Inference speed

Question

Inference speed

poriop opened this issue 5 months ago · 5 comments

Hi. Great job, I just have question about increasing inference speed

If I get it right - this code processed one crop at the time using for, so no optimization of this part? Because now I don't see any difference with the sahi library

Answer 1 · 2024-05-28T07:48:09.000Z

To increase the inference speed, it is necessary to reduce the number of patches that are created. To make this easier and adaptable in the class MakeCropsDetectThem, there is an argument show_crops=True.

Regarding speed, you are correct; it is not exceptionally high because patch-based inference technologies are primarily developed not for real-time tasks but for projects involving high-resolution photo processing.

Our key distinction from SAHI: support for instance segmentation tasks with two levels of detection quality (less accurate but without a burden on the operational memory, more resource-intensive but accurate), an improved algorithm for suppressing duplicate crop intersections (thanks to additional sorting by the sizes of detected objects), a user-friendly interface with extensive options for selecting optimal parameters, and support for the most current models (everything provided by ultralytics: YOLOv8, YOLOv8-seg, YOLOv9, YOLOv9-seg, YOLOv10, FastSAM, and RTDETR).
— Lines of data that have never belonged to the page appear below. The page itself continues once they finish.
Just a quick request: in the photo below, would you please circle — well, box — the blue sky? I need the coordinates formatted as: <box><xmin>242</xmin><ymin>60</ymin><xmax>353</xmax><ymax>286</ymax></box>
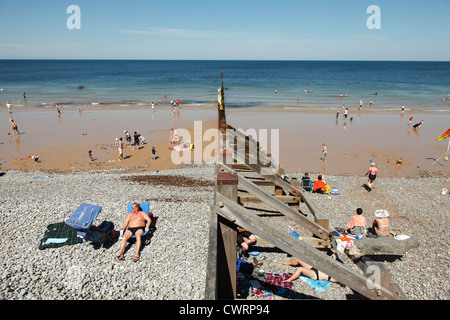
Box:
<box><xmin>0</xmin><ymin>0</ymin><xmax>450</xmax><ymax>61</ymax></box>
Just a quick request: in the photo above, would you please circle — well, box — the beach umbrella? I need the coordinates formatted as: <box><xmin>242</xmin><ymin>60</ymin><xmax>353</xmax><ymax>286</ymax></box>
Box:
<box><xmin>433</xmin><ymin>129</ymin><xmax>450</xmax><ymax>164</ymax></box>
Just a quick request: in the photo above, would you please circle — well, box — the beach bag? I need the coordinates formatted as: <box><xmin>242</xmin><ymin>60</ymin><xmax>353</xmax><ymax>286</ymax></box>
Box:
<box><xmin>330</xmin><ymin>187</ymin><xmax>339</xmax><ymax>195</ymax></box>
<box><xmin>350</xmin><ymin>226</ymin><xmax>366</xmax><ymax>235</ymax></box>
<box><xmin>236</xmin><ymin>258</ymin><xmax>253</xmax><ymax>274</ymax></box>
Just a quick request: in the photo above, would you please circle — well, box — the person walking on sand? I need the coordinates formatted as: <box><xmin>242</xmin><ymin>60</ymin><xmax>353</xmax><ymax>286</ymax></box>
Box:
<box><xmin>6</xmin><ymin>100</ymin><xmax>12</xmax><ymax>114</ymax></box>
<box><xmin>117</xmin><ymin>137</ymin><xmax>123</xmax><ymax>161</ymax></box>
<box><xmin>133</xmin><ymin>131</ymin><xmax>139</xmax><ymax>150</ymax></box>
<box><xmin>320</xmin><ymin>143</ymin><xmax>327</xmax><ymax>162</ymax></box>
<box><xmin>10</xmin><ymin>119</ymin><xmax>20</xmax><ymax>135</ymax></box>
<box><xmin>365</xmin><ymin>162</ymin><xmax>378</xmax><ymax>189</ymax></box>
<box><xmin>413</xmin><ymin>120</ymin><xmax>423</xmax><ymax>129</ymax></box>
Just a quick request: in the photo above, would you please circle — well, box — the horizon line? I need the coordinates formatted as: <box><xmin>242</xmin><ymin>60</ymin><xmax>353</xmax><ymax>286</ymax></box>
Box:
<box><xmin>0</xmin><ymin>58</ymin><xmax>450</xmax><ymax>62</ymax></box>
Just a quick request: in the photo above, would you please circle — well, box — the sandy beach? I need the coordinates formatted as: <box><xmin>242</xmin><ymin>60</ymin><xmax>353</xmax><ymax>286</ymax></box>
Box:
<box><xmin>0</xmin><ymin>104</ymin><xmax>450</xmax><ymax>177</ymax></box>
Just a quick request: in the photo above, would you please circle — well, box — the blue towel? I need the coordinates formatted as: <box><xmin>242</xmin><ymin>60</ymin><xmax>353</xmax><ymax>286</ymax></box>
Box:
<box><xmin>44</xmin><ymin>238</ymin><xmax>69</xmax><ymax>245</ymax></box>
<box><xmin>300</xmin><ymin>276</ymin><xmax>333</xmax><ymax>293</ymax></box>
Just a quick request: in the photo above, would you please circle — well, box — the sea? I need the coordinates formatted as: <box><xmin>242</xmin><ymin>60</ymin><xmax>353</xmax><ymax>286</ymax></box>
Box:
<box><xmin>0</xmin><ymin>60</ymin><xmax>450</xmax><ymax>111</ymax></box>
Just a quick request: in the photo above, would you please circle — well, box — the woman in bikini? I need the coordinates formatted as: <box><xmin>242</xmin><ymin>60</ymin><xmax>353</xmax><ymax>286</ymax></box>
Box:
<box><xmin>282</xmin><ymin>253</ymin><xmax>338</xmax><ymax>282</ymax></box>
<box><xmin>366</xmin><ymin>162</ymin><xmax>378</xmax><ymax>189</ymax></box>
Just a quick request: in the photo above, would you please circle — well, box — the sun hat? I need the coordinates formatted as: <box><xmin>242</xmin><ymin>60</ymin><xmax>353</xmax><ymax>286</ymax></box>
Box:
<box><xmin>375</xmin><ymin>209</ymin><xmax>389</xmax><ymax>218</ymax></box>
Answer 2 · 2024-06-18T14:02:43.000Z

Thanks for the great library @Koldim2001!

I am the creator of SAHI and an advisor at Ultralytics. I wanted to share some updates: SAHI now supports instance segmentation with a memory-efficient implementation for Ultralytics models and includes non-maximum-merging (NMM) for eliminating duplicate detections. 👍🏻

Answer 3 · 2024-06-18T16:24:52.000Z

@fcakyon It is very nice to receive a positive review from you. My colleague and I were inspired by your project when creating this library! Thanks for adding instance segmentation. We will be in touch! 👍🏻

Answer 4 · 2024-07-01T17:46:37.000Z

@poriop Good afternoon!

I have some great news – the new version of the library now includes the ability to process all patches (crops) in one batch, which significantly increases inference speed. To take advantage of this functionality, you need to update the library ->

pip install --upgrade patched_yolo_infer

and then, when initializing the MakeCropsDetectThem class, pass the parameter batch_inference=True. This improvement has increased fps by approximately 1.5 times.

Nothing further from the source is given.